Google Web API

by Rael Dornfest


In "Inventing the Future", an article for the InfoWorld CTO Forum last week in San Francisco, Tim O'Reilly writes:




Why would a company that has a large and valuable data store open it up [via XML-based Web Service APIs



My answer is a simple one: because if they don't ride the horse in the direction it's going, it will run away from them. The companies that "grasp the nettle firmly" (as my English mother likes to say) will reap the benefits of greater control over their future than those who simply wait for events to overtake them.]?
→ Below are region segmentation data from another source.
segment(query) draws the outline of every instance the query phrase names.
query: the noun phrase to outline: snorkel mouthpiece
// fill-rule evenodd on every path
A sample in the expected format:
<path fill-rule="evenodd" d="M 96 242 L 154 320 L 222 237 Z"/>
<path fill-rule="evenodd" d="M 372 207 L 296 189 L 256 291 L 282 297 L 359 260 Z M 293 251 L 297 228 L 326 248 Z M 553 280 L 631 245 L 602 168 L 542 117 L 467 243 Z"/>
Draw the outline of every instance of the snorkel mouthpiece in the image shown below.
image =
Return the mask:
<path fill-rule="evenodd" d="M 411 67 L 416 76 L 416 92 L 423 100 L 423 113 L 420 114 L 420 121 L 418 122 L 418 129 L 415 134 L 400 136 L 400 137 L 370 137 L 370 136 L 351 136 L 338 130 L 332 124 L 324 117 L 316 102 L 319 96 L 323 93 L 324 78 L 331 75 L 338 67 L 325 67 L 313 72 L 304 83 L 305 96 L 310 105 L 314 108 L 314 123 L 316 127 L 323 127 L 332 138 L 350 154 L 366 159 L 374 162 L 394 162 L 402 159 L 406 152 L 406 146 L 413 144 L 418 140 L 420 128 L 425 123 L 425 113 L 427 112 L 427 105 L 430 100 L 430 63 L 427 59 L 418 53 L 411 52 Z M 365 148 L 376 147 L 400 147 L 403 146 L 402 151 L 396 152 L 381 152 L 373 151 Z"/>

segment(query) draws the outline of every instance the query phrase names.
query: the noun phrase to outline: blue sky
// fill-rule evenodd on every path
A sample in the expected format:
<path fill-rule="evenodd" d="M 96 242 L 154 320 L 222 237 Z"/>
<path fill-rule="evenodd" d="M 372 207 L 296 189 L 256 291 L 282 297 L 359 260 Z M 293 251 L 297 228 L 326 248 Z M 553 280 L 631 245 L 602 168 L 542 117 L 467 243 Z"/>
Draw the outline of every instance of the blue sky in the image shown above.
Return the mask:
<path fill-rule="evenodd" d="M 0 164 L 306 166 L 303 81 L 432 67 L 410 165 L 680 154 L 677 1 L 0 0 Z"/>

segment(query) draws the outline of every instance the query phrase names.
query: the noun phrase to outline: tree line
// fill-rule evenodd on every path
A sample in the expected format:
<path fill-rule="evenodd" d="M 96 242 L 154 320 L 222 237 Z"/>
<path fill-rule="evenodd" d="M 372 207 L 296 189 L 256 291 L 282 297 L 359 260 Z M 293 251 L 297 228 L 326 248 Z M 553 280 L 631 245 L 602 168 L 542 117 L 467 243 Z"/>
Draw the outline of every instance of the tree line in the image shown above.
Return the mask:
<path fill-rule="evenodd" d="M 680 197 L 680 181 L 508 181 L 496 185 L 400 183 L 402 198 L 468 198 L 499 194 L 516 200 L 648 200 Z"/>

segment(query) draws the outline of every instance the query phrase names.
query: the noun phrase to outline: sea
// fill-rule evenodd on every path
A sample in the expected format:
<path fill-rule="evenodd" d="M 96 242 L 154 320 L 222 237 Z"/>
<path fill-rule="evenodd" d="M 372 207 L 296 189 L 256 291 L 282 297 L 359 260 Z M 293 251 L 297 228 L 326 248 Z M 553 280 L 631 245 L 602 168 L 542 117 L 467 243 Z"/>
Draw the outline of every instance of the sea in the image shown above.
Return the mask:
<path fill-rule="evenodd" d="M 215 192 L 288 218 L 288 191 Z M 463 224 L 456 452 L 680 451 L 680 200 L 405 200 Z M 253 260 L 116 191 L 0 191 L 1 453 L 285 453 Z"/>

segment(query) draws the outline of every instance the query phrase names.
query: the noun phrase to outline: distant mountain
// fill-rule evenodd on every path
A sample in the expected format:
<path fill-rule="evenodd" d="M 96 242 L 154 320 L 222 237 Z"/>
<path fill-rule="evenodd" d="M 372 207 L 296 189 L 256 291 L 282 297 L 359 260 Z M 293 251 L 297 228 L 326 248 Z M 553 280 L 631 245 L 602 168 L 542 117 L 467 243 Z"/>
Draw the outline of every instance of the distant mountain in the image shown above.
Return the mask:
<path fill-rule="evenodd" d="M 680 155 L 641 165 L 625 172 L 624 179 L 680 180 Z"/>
O'Reilly Emerging Technology Conference.


Rael Dornfest is a
Researcher at O'Reilly & Associates focusing on technologies just
Rael Dornfest beyond the pale. He assesses, experiments, programs, and writes for the O'Reilly network and O'Reilly publications. Dornfest is Program Chair of the O'Reilly Emerging Technology Conference, May 13-16, 2002 in Santa Clara, CA.






Consider the nettle firmly grasped. The Google Web API opens a dialogue with the developers and researchers inventing the next Internet and quite possibly shaping the future of Google itself.
By exposing its cache of over 2 billion Web pages via simple Web services, the Google Web API is a breath of fresh air in a specification-dense yet implementation-sparse arena.




John Piscitello, Project Manager for Google Web APIs, says, "In part, we're simply responding to developers who have been asking for Google to try something like this. We also see Google Web APIs as an opportunity to collaborate with developers who have great ideas for making the web more accessible and useful."




What better way to interview potential new programming talent?




And Google offers a good lesson for others considering testing the open Web Services waters in its 1,000 search-per-day / 10 results per search limits. Opening up your data store doesn't mean opening the floodgates; there's plenty of room for embracing experimentation without simply giving everything away -- you only stand to learn.





Google software engineer Nelson Minar will be talking about "Google and Web Services" at the O'Reilly Emerging Technology Conference, May 13-16, 2002 in Santa Clara, CA.



Web Services Get Street Cred




When the story leaked last week, the path it took and people who offered up their $0.02 was a veritable who's-who of the Google API's target audience: from initial post on the ruby-talk mailing list, to Geek journal
Slashdot,
Userland's Dave Winer, Weblogger Cory Doctorow, IBM SOAP-builder Sam Ruby, and, of course, it spread rapidly through the Weblog community, evidenced by its immediate rise to #1 on DayPop.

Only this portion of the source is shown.